The schedule has been added to the website! :mrgreen:
http://www.hedgehogshow.com


----------



## hedgielover (Oct 30, 2008)

How come there are never hedgehog shows for the Canadians?


----------



## Nancy (Aug 22, 2008)

hedgielover said:


> How come there are never hedgehog shows for the Canadians?


Nobody in Canada has taken on organizing and putting one on. It's a huge amount of work and most of the dedicated Canadian owners live too far apart to be of much help to each other.


----------



## Michie (Mar 17, 2009)

driving from Miami to Orlando is a pain. I'll totally love to go though


----------



## LizardGirl (Aug 25, 2008)

Haha, driving doesn't sound so bad! Try flying in from... Oregon.


----------



## FiaSpice (Jan 16, 2009)

I was exited for a seccond because I tought it was North Eastern States.
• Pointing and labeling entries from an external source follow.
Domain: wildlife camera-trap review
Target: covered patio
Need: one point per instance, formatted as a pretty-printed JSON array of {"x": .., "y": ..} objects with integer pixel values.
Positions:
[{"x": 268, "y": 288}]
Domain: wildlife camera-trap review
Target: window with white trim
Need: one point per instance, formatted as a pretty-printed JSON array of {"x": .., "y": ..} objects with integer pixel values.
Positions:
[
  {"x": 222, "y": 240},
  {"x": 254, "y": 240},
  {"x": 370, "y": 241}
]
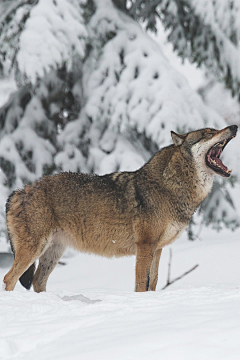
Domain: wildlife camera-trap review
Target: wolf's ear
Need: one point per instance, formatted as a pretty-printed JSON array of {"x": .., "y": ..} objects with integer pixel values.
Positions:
[{"x": 177, "y": 139}]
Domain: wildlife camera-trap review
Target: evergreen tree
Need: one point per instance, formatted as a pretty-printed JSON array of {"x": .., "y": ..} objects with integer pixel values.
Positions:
[{"x": 95, "y": 94}]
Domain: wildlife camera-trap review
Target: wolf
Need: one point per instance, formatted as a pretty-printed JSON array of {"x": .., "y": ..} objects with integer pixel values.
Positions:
[{"x": 118, "y": 214}]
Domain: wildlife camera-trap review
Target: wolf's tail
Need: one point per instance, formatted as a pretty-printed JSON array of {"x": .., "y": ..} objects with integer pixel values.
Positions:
[{"x": 27, "y": 278}]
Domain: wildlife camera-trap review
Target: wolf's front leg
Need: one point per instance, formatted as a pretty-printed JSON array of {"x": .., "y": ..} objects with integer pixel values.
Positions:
[
  {"x": 154, "y": 270},
  {"x": 143, "y": 266}
]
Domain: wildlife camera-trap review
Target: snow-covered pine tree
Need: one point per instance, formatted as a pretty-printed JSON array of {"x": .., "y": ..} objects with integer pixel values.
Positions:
[
  {"x": 95, "y": 94},
  {"x": 207, "y": 32}
]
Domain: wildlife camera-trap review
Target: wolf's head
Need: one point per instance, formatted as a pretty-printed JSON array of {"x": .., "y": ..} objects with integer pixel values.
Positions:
[{"x": 205, "y": 146}]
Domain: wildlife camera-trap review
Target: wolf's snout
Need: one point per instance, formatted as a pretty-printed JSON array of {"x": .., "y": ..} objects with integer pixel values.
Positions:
[{"x": 233, "y": 128}]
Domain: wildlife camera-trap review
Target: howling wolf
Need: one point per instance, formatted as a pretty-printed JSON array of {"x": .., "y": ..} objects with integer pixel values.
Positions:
[{"x": 118, "y": 214}]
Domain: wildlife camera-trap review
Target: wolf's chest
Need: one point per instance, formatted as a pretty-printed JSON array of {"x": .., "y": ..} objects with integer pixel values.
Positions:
[{"x": 172, "y": 231}]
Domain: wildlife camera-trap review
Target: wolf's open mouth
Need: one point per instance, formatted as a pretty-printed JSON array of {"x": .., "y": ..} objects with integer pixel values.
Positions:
[{"x": 213, "y": 158}]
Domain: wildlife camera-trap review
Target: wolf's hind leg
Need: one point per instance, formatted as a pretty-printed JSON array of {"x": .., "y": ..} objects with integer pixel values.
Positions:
[
  {"x": 25, "y": 256},
  {"x": 143, "y": 265},
  {"x": 154, "y": 270},
  {"x": 47, "y": 263}
]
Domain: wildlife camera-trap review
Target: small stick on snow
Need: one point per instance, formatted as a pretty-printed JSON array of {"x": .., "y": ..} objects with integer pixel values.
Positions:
[{"x": 170, "y": 282}]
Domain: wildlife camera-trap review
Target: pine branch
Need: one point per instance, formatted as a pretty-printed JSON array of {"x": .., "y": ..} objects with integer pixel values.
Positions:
[{"x": 169, "y": 281}]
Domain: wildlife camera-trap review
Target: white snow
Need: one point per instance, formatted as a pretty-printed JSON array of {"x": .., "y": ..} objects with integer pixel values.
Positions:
[
  {"x": 90, "y": 311},
  {"x": 53, "y": 31}
]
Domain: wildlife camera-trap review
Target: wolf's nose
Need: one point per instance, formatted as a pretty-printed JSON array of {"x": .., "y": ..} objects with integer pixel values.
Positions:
[{"x": 233, "y": 128}]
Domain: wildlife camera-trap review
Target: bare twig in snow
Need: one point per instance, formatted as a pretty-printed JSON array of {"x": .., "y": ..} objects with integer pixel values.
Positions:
[{"x": 169, "y": 281}]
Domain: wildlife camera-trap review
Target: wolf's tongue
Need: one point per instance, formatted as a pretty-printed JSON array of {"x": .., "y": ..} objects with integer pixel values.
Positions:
[{"x": 219, "y": 162}]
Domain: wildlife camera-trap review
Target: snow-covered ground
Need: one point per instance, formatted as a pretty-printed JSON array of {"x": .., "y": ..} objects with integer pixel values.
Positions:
[{"x": 90, "y": 311}]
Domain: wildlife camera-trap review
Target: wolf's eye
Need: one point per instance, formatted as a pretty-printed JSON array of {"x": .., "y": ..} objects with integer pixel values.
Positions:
[{"x": 208, "y": 136}]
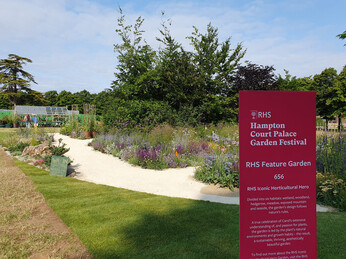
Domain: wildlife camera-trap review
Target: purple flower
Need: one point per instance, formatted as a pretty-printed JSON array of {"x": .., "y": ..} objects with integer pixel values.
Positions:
[{"x": 180, "y": 149}]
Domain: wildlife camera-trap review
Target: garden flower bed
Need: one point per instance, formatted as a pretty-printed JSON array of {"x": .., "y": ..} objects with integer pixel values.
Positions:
[{"x": 213, "y": 150}]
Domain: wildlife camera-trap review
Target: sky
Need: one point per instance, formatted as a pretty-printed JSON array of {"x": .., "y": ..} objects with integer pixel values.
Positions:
[{"x": 71, "y": 42}]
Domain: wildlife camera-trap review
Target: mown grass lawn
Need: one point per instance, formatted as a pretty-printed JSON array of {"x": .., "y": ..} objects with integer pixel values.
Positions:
[{"x": 117, "y": 223}]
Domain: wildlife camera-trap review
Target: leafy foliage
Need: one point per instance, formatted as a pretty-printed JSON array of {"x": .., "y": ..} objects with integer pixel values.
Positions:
[
  {"x": 60, "y": 149},
  {"x": 188, "y": 86},
  {"x": 13, "y": 78}
]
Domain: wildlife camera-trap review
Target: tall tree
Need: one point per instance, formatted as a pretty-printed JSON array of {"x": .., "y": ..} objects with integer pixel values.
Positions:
[
  {"x": 292, "y": 83},
  {"x": 13, "y": 78},
  {"x": 51, "y": 97},
  {"x": 339, "y": 99},
  {"x": 255, "y": 77},
  {"x": 216, "y": 61},
  {"x": 65, "y": 98},
  {"x": 136, "y": 60}
]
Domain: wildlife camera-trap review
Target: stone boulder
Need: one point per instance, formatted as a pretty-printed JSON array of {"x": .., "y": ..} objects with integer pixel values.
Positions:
[{"x": 39, "y": 150}]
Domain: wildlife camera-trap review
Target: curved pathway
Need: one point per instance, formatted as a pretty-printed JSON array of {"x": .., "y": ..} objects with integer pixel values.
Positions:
[{"x": 94, "y": 166}]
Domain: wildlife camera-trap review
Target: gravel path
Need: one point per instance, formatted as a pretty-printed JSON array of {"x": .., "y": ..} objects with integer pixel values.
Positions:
[{"x": 94, "y": 166}]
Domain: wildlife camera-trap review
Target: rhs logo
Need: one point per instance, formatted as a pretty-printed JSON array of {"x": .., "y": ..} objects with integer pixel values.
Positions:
[
  {"x": 257, "y": 114},
  {"x": 254, "y": 115}
]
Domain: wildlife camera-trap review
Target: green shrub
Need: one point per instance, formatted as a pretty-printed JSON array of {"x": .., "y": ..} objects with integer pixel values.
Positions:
[
  {"x": 47, "y": 160},
  {"x": 161, "y": 135},
  {"x": 331, "y": 154},
  {"x": 60, "y": 149},
  {"x": 34, "y": 142},
  {"x": 19, "y": 147}
]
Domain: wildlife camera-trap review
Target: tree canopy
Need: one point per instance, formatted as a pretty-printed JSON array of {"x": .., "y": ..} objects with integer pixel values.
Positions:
[
  {"x": 190, "y": 83},
  {"x": 13, "y": 78}
]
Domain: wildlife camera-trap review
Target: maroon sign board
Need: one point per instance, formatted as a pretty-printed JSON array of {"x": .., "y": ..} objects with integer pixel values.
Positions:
[{"x": 277, "y": 153}]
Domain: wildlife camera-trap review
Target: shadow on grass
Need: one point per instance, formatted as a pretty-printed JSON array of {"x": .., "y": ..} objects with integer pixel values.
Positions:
[{"x": 118, "y": 223}]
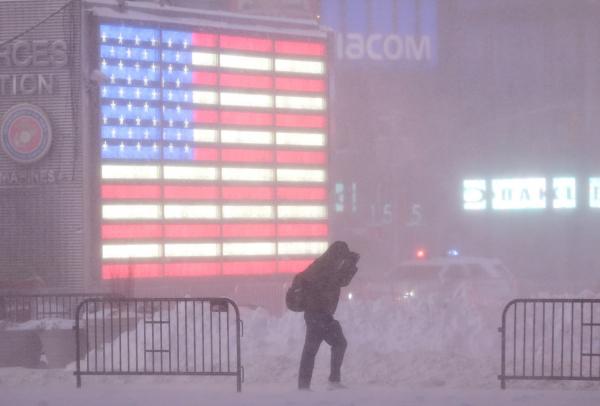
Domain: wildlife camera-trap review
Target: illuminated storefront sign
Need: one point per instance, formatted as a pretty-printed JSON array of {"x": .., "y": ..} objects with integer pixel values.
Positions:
[
  {"x": 383, "y": 31},
  {"x": 526, "y": 193},
  {"x": 213, "y": 152}
]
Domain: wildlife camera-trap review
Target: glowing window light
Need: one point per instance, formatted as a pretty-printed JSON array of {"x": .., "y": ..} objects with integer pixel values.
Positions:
[
  {"x": 474, "y": 194},
  {"x": 205, "y": 135},
  {"x": 245, "y": 62},
  {"x": 594, "y": 193},
  {"x": 247, "y": 174},
  {"x": 301, "y": 212},
  {"x": 246, "y": 99},
  {"x": 297, "y": 66},
  {"x": 190, "y": 173},
  {"x": 130, "y": 172},
  {"x": 248, "y": 212},
  {"x": 193, "y": 250},
  {"x": 204, "y": 97},
  {"x": 246, "y": 137},
  {"x": 301, "y": 247},
  {"x": 204, "y": 59},
  {"x": 519, "y": 193},
  {"x": 300, "y": 175},
  {"x": 124, "y": 251},
  {"x": 245, "y": 43},
  {"x": 301, "y": 139},
  {"x": 248, "y": 248},
  {"x": 191, "y": 211},
  {"x": 299, "y": 102},
  {"x": 131, "y": 211},
  {"x": 565, "y": 193}
]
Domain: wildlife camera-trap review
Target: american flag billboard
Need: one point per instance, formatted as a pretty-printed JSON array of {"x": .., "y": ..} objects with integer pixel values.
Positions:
[{"x": 213, "y": 151}]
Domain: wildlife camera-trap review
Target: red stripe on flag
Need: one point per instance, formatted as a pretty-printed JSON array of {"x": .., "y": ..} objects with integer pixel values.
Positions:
[
  {"x": 200, "y": 39},
  {"x": 299, "y": 84},
  {"x": 246, "y": 155},
  {"x": 249, "y": 230},
  {"x": 130, "y": 191},
  {"x": 302, "y": 157},
  {"x": 246, "y": 43},
  {"x": 300, "y": 48},
  {"x": 302, "y": 230},
  {"x": 120, "y": 271},
  {"x": 206, "y": 116},
  {"x": 300, "y": 120},
  {"x": 204, "y": 78},
  {"x": 131, "y": 231},
  {"x": 301, "y": 193},
  {"x": 293, "y": 266},
  {"x": 249, "y": 268},
  {"x": 245, "y": 81},
  {"x": 246, "y": 118},
  {"x": 190, "y": 230},
  {"x": 188, "y": 269},
  {"x": 247, "y": 193},
  {"x": 206, "y": 154},
  {"x": 191, "y": 192}
]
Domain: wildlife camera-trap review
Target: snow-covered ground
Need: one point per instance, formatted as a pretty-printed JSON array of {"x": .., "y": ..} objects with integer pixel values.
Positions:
[{"x": 409, "y": 353}]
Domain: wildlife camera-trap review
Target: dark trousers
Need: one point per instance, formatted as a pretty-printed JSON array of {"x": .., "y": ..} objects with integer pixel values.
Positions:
[{"x": 319, "y": 328}]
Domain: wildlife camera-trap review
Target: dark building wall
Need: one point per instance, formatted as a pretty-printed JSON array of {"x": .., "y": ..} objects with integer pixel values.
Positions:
[{"x": 41, "y": 218}]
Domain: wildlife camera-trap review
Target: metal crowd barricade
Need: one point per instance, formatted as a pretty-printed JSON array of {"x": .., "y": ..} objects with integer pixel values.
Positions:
[
  {"x": 159, "y": 336},
  {"x": 550, "y": 339},
  {"x": 21, "y": 308}
]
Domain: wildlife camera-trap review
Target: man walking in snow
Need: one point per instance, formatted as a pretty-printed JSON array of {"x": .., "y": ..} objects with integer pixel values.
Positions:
[{"x": 320, "y": 284}]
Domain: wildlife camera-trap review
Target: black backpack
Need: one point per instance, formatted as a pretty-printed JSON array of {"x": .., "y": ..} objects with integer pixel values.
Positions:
[{"x": 295, "y": 297}]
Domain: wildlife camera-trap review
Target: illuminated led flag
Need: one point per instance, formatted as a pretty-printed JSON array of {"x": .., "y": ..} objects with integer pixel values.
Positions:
[{"x": 213, "y": 151}]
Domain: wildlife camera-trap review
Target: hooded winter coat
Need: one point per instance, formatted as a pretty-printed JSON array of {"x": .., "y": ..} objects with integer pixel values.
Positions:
[{"x": 325, "y": 277}]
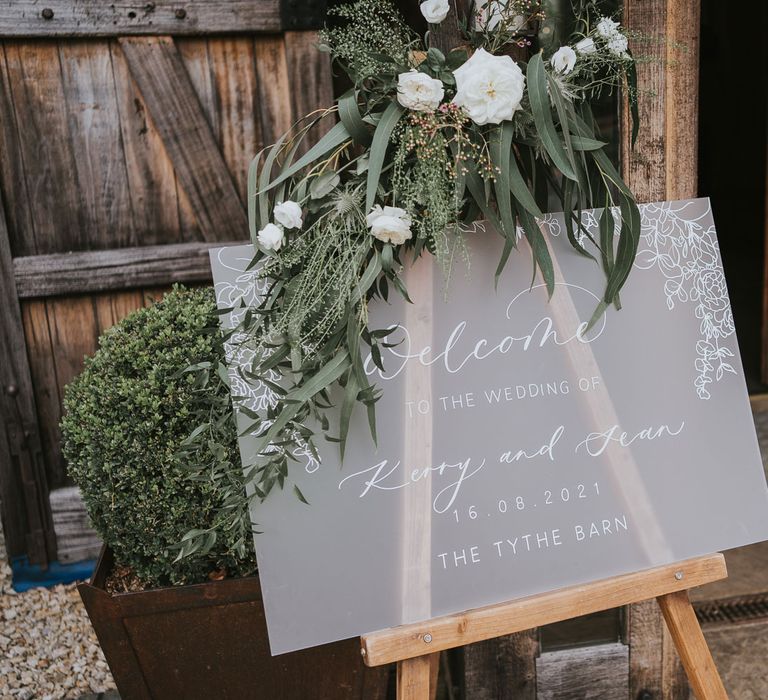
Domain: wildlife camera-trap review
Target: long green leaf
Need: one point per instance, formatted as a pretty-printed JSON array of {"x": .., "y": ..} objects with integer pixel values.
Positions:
[
  {"x": 254, "y": 220},
  {"x": 379, "y": 146},
  {"x": 350, "y": 116},
  {"x": 500, "y": 143},
  {"x": 542, "y": 116},
  {"x": 331, "y": 140},
  {"x": 629, "y": 238},
  {"x": 540, "y": 250},
  {"x": 296, "y": 399}
]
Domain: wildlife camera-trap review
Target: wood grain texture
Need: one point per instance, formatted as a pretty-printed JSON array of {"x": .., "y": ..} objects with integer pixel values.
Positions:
[
  {"x": 90, "y": 103},
  {"x": 502, "y": 668},
  {"x": 194, "y": 54},
  {"x": 275, "y": 110},
  {"x": 309, "y": 72},
  {"x": 151, "y": 180},
  {"x": 664, "y": 162},
  {"x": 13, "y": 186},
  {"x": 52, "y": 192},
  {"x": 663, "y": 165},
  {"x": 23, "y": 482},
  {"x": 586, "y": 673},
  {"x": 692, "y": 647},
  {"x": 78, "y": 273},
  {"x": 40, "y": 352},
  {"x": 94, "y": 18},
  {"x": 159, "y": 72},
  {"x": 493, "y": 621},
  {"x": 413, "y": 678},
  {"x": 239, "y": 136}
]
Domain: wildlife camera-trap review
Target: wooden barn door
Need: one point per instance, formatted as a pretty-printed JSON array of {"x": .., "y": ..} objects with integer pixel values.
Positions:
[{"x": 126, "y": 131}]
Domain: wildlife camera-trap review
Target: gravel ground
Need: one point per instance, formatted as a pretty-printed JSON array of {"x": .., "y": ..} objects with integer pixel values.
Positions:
[{"x": 47, "y": 646}]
Oh well, let's hope one day it'll be in NY, New-hamshire or Vermont


Nancy said:


> hedgielover said:
> 
> 
> > How come there are never hedgehog shows for the Canadians?
> ...


That's a shame, but true that most hedgie lover a spread over the country.


----------



## LarryT (May 12, 2009)

The Carolina Storm Wheel will be available at the Orlando show next week. We will only have a handful available so get out and meet some fellow hedgehog lovers and save some money on a good wheel  We will also be having a free raffel/drawing for a Carolina Storm Wheel


----------



## jnastuk (Jul 3, 2009)

good news just got home and i'm started to look in to a gta (toronto or markham )
just started to Planning look for good Hotels 
so far just a RESCUE theme have a lot to work out but with help from my wife we will come up with some thing john


----------